Y de tanto dejar pasar el tiempo se volvió viejo, ahí sentado, haciendo nada.

Uno de los mayores inconvenientes en la vida para hacer cualquier cosa es eso que en mi país llamamos ser vago. Para quienes no estén asociados al término se refiere a la pereza, a la holgazanería, y si, a la falta de ganas de hacer algo. En mi caso, inicia como un cansancio mental o físico que me lleva a querer estar tirada en mi cama sin forzar una sola neurona de mi cerebro. 

No está mal, de vez en cuando es bueno dejarse llevar de esa pereza y apagar todo por par de horas. El problema reside en la extensión que le damos a ese período de tiempo ‘doing nothing’. Tiene mucho que ver incluso con procrastinar, por ejemplo, cuando llegamos a casa y sabemos que debemos hacer una tarea para el siguiente día, pero como nos sentimos un poco cansados, primero nos damos un baño, luego nos recostamos unos minutos a ver cualquier tontería en Internet o en la televisión, nos da hambre, nos paramos para comer algo de la cocina, o si tenemos suficiente dinero en la cuenta del banco pedimos por delivery, y como estamos comiendo solos (en algunos casos) nos ponemos frente a la tele y terminamos enfrascados en una película que estaba buenísima hasta que es la hora de dormir y bueno… la tarea se quedó para mañana.

Yo he sufrido un serio caso de vagancia en los últimos días, al llegar del trabajo no quiero pensar o analizar nada, y aunque las cosas que tengo que hacer están a un clic de ser logradas, me ha consumido una pereza que hacía mucho no experimentaba.
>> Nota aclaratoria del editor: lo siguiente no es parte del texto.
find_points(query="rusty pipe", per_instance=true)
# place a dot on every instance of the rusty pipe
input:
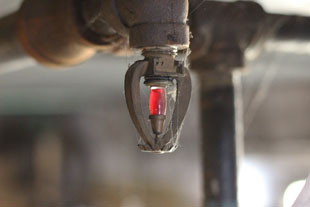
(54, 33)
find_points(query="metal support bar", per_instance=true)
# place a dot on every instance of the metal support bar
(219, 143)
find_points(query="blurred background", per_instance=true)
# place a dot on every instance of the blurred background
(66, 138)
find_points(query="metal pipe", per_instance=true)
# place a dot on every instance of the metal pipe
(219, 141)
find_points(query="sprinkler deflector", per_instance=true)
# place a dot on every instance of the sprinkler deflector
(159, 70)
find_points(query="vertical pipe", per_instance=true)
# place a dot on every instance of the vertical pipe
(219, 143)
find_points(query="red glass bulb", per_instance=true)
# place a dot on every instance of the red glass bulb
(157, 102)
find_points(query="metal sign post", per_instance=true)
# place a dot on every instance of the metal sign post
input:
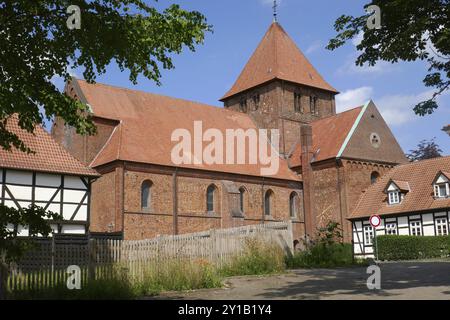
(375, 222)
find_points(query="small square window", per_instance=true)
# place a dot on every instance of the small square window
(394, 197)
(442, 226)
(368, 235)
(391, 228)
(416, 228)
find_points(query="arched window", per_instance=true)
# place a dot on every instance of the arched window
(374, 177)
(242, 199)
(146, 195)
(293, 205)
(210, 192)
(268, 202)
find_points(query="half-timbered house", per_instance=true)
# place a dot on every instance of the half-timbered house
(48, 177)
(411, 199)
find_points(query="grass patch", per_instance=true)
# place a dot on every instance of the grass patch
(259, 258)
(324, 255)
(179, 276)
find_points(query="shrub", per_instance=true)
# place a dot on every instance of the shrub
(412, 247)
(322, 255)
(258, 258)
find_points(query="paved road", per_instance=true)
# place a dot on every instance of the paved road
(421, 280)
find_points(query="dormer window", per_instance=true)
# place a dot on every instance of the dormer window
(441, 185)
(394, 197)
(396, 191)
(243, 105)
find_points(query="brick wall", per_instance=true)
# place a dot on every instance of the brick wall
(192, 213)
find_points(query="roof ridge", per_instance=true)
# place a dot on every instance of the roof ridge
(105, 144)
(62, 149)
(353, 129)
(202, 104)
(419, 162)
(337, 114)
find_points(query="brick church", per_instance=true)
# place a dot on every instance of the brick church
(327, 159)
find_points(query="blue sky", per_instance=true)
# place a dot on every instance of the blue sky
(208, 73)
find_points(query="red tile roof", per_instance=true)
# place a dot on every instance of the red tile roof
(147, 122)
(48, 155)
(402, 185)
(329, 135)
(419, 175)
(277, 57)
(447, 129)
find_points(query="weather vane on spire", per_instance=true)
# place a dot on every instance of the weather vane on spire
(275, 6)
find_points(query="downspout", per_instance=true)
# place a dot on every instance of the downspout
(263, 218)
(304, 215)
(123, 199)
(175, 200)
(339, 186)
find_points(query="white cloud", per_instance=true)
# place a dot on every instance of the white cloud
(359, 37)
(269, 2)
(353, 98)
(59, 81)
(398, 109)
(316, 45)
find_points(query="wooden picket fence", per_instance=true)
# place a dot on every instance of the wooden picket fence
(46, 266)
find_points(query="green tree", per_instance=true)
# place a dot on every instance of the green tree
(13, 247)
(425, 150)
(410, 30)
(36, 45)
(330, 234)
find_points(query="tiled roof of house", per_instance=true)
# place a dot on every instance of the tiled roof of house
(277, 57)
(147, 122)
(47, 156)
(329, 134)
(419, 176)
(447, 129)
(402, 185)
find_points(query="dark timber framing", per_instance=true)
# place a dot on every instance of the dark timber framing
(7, 195)
(394, 218)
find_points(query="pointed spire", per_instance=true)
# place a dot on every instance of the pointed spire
(277, 57)
(275, 14)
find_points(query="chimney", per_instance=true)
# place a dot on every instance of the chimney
(308, 180)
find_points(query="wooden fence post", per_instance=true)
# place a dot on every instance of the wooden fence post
(213, 247)
(92, 259)
(290, 236)
(3, 279)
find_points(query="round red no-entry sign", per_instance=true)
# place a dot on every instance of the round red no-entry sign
(375, 221)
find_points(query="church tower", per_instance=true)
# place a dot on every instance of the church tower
(280, 89)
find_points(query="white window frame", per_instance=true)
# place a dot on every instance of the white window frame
(391, 228)
(441, 226)
(368, 235)
(394, 197)
(437, 190)
(415, 228)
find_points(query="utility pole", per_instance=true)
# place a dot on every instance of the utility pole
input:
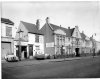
(19, 55)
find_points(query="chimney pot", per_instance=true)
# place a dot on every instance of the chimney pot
(47, 20)
(38, 24)
(68, 27)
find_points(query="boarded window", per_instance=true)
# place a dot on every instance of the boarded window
(8, 31)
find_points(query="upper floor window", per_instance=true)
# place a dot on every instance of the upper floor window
(36, 38)
(8, 31)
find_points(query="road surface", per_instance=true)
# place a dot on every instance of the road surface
(82, 68)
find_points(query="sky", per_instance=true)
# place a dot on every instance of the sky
(84, 14)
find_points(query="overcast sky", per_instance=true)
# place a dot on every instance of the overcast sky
(85, 14)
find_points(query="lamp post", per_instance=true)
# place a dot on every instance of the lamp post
(20, 31)
(93, 45)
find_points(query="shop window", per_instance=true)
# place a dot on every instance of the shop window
(36, 38)
(57, 40)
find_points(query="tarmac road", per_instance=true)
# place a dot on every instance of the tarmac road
(82, 68)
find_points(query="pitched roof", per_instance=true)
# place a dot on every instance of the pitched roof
(6, 21)
(31, 28)
(54, 27)
(83, 36)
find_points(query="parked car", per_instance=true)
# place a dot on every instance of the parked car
(41, 55)
(11, 57)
No al menos desde que me toca levantarme antes de las siete de la mañana para recibir el salario mensual que reside en mi cuenta de banco.

Por lo tanto, ya sabrán que tan peligroso es para una aspirante a escritora esta ‘no actividad’ que cada día envuelve más y más. Y seamos sinceros, con este mundo tecnologizado, donde cada día la comodidad están siendo un elemento 1A es mucho fácil caer en este mal hábito de hacer nada.

Creo que por ello es bueno evitar la cama al llegar a casa, sentarse quizás en la silla menos cómoda, alejar la tele y las páginas poco productivas, ubicarnos en un ambiente donde sabemos podemos producir (en mi caso contenido que luego compartiré con ustedes), y que sea lo suficientemente agradable para ayudarnos a hacer las cosas que deben ser realizadas, y evitar caer en el aburrimiento o la incomodidad hasta un punto en que ya no queramos seguir sin haber acabo.

La zona de conform es muy peligrosa, se siente muy bien, pero nos limita mucho a la hora de alcanzar nuestros objetivos.